Stellen Sie keine "heißen" bzw. warmen Speisen in den Kühlschrank, lassen Sie diese erst an der Luft abkühlen. Ihr Kühlschrank muss sonst gegen diese Wärme ankämpfen und erzeugt wieder unnötig Strom.

Der Klassiker schlecht hin, lassen Sie nicht unnötig lange die Kühlschranktür bzw. die Tür zum Gefrierfach offen. Zum einen vereist das Gefrierfach dadurch schneller und zum anderen gelangt unnötig viel Wärme und Feuchtigkeit ins Geräteinnere.

Auch hier kann sich die Investition in ein neues - energiesparsameres - Gerät lohnen. Tauschen Sie Ihren alten, 10 oder 20 Jahre alten Kühlschrank aus und achten Sie auf die Energieeffizienzklasse.

Ihre Einkaufsliste

Hohes Einsparpotential durch alte Gefriertruhen!

Prüfen Sie alle elektrischen Geräte im Keller. Haben Sie dort eine alte, vielleicht auch überdimensionierte, Gefriertruhe stehen? Wird diese benötigt oder kann man hier eventuell durch den Austausch einer kleineren und energiesparsame Truhe aushelfen. Sie müssen bedenken, dass diese Truhe im Normalfall das ganze Jahr durch läuft. Ein Austausch gegen eine energiesparsame Truhe kann sich sehr schnell rechnen.

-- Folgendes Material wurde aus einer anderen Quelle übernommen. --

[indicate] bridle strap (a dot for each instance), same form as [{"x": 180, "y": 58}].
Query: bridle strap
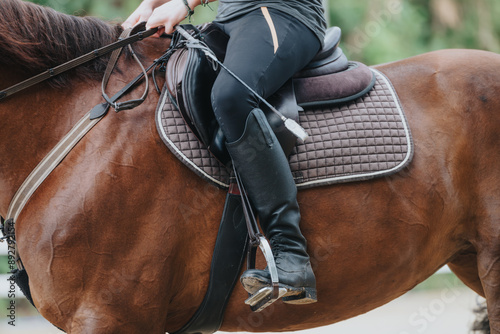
[
  {"x": 107, "y": 74},
  {"x": 51, "y": 72}
]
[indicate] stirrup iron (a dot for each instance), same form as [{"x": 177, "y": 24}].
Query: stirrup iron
[{"x": 269, "y": 294}]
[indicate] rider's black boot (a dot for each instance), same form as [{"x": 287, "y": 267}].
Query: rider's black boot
[{"x": 266, "y": 176}]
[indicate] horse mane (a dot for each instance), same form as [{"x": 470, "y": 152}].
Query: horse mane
[{"x": 34, "y": 38}]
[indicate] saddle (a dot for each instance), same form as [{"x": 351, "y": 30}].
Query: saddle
[{"x": 328, "y": 79}]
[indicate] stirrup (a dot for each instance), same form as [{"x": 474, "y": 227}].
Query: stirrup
[{"x": 269, "y": 294}]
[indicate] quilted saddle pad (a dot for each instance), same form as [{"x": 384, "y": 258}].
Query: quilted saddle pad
[{"x": 364, "y": 139}]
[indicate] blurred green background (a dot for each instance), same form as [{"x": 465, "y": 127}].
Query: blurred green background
[{"x": 374, "y": 31}]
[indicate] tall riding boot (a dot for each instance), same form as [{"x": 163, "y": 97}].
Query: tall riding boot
[{"x": 265, "y": 173}]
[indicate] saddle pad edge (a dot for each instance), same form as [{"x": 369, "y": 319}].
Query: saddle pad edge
[
  {"x": 367, "y": 176},
  {"x": 177, "y": 152}
]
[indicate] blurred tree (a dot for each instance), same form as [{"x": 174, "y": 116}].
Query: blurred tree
[{"x": 374, "y": 31}]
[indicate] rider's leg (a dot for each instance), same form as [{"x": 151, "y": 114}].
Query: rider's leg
[{"x": 254, "y": 55}]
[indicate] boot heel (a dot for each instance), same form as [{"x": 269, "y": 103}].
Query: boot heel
[{"x": 307, "y": 296}]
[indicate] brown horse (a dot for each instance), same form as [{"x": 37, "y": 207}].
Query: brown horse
[{"x": 119, "y": 237}]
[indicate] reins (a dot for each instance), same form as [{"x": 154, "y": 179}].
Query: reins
[
  {"x": 138, "y": 34},
  {"x": 79, "y": 130}
]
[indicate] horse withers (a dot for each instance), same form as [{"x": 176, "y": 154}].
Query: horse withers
[{"x": 118, "y": 239}]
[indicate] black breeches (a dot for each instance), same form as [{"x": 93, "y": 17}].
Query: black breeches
[{"x": 266, "y": 47}]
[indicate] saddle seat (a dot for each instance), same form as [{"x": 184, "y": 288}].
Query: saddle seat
[{"x": 327, "y": 80}]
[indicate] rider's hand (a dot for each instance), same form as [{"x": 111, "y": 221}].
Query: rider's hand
[{"x": 165, "y": 14}]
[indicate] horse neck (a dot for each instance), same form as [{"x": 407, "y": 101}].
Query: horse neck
[{"x": 33, "y": 121}]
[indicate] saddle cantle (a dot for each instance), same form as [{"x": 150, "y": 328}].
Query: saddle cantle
[{"x": 328, "y": 79}]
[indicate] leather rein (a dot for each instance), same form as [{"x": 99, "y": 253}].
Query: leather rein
[{"x": 66, "y": 144}]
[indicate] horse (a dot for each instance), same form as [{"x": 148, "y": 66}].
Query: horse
[{"x": 118, "y": 239}]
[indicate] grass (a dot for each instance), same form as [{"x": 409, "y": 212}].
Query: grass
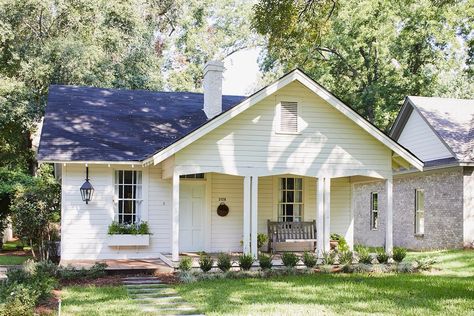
[
  {"x": 93, "y": 300},
  {"x": 6, "y": 260},
  {"x": 449, "y": 291}
]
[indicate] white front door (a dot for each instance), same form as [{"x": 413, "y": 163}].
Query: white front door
[{"x": 191, "y": 216}]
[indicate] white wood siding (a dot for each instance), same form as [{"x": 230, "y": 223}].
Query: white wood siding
[
  {"x": 327, "y": 143},
  {"x": 420, "y": 139},
  {"x": 84, "y": 227}
]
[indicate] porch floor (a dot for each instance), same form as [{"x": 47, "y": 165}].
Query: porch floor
[{"x": 122, "y": 264}]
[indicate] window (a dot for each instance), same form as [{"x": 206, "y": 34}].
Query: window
[
  {"x": 289, "y": 117},
  {"x": 419, "y": 212},
  {"x": 374, "y": 210},
  {"x": 290, "y": 201},
  {"x": 128, "y": 190},
  {"x": 192, "y": 176}
]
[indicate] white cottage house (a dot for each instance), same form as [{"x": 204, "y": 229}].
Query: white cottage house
[{"x": 291, "y": 152}]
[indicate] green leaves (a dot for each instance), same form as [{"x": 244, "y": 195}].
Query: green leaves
[{"x": 372, "y": 53}]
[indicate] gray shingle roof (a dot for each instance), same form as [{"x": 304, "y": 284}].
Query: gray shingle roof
[
  {"x": 95, "y": 124},
  {"x": 452, "y": 120}
]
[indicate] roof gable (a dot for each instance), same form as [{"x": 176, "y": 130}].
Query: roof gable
[
  {"x": 451, "y": 121},
  {"x": 95, "y": 124},
  {"x": 296, "y": 75}
]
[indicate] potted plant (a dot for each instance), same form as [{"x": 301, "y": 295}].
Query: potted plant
[{"x": 121, "y": 234}]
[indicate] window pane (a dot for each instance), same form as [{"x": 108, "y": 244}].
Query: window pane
[
  {"x": 298, "y": 183},
  {"x": 299, "y": 196},
  {"x": 290, "y": 183},
  {"x": 281, "y": 210},
  {"x": 128, "y": 192},
  {"x": 128, "y": 207},
  {"x": 127, "y": 177}
]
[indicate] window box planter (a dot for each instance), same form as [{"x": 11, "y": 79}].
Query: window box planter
[{"x": 124, "y": 240}]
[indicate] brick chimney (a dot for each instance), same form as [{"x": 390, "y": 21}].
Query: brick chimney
[{"x": 213, "y": 88}]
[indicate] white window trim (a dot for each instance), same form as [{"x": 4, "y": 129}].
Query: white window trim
[
  {"x": 372, "y": 210},
  {"x": 276, "y": 184},
  {"x": 277, "y": 126},
  {"x": 140, "y": 215},
  {"x": 418, "y": 211}
]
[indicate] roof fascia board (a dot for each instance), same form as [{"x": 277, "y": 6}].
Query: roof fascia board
[
  {"x": 387, "y": 141},
  {"x": 221, "y": 119},
  {"x": 401, "y": 120},
  {"x": 432, "y": 128},
  {"x": 310, "y": 84},
  {"x": 92, "y": 162}
]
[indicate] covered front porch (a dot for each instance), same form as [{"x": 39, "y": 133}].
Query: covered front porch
[{"x": 216, "y": 212}]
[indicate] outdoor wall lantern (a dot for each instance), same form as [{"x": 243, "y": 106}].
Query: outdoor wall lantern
[{"x": 87, "y": 190}]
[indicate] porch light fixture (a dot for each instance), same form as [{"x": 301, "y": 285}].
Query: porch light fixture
[{"x": 87, "y": 190}]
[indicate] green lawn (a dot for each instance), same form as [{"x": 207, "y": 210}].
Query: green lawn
[
  {"x": 92, "y": 300},
  {"x": 12, "y": 260},
  {"x": 449, "y": 291}
]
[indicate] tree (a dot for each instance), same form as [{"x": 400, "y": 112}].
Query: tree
[
  {"x": 86, "y": 42},
  {"x": 205, "y": 30},
  {"x": 9, "y": 180},
  {"x": 35, "y": 207},
  {"x": 370, "y": 53}
]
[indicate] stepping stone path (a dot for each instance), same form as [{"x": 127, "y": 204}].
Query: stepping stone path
[{"x": 155, "y": 297}]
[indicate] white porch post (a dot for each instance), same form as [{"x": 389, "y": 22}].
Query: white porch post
[
  {"x": 320, "y": 217},
  {"x": 247, "y": 207},
  {"x": 175, "y": 218},
  {"x": 327, "y": 213},
  {"x": 389, "y": 219},
  {"x": 254, "y": 210}
]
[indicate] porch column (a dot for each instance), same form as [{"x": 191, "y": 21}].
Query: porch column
[
  {"x": 254, "y": 210},
  {"x": 247, "y": 207},
  {"x": 175, "y": 218},
  {"x": 327, "y": 213},
  {"x": 320, "y": 217},
  {"x": 389, "y": 219}
]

In vielen Mehr- und Einfamilienhäuser befindet sich die Heizungspumpe im Keller. Wir empfehlen diese über den Sommer hinweg einfach auszuschalten. Sobald es Ihnen zu ungemütlich wird, können Sie diese wieder einschalten. Prüfen Sie aber unbedingt die Leistungsstufe und probieren Sie erst einmal die niedrigste aus. Je nach Bedarf können Sie dann die Leistungsstufe nach und nach erhöhen. Meistens, bzw. gerade in Mehrfamilienhäusern, steht diese auf der höchsten Stufe und ist in sehr vielen Fällen total unnötig.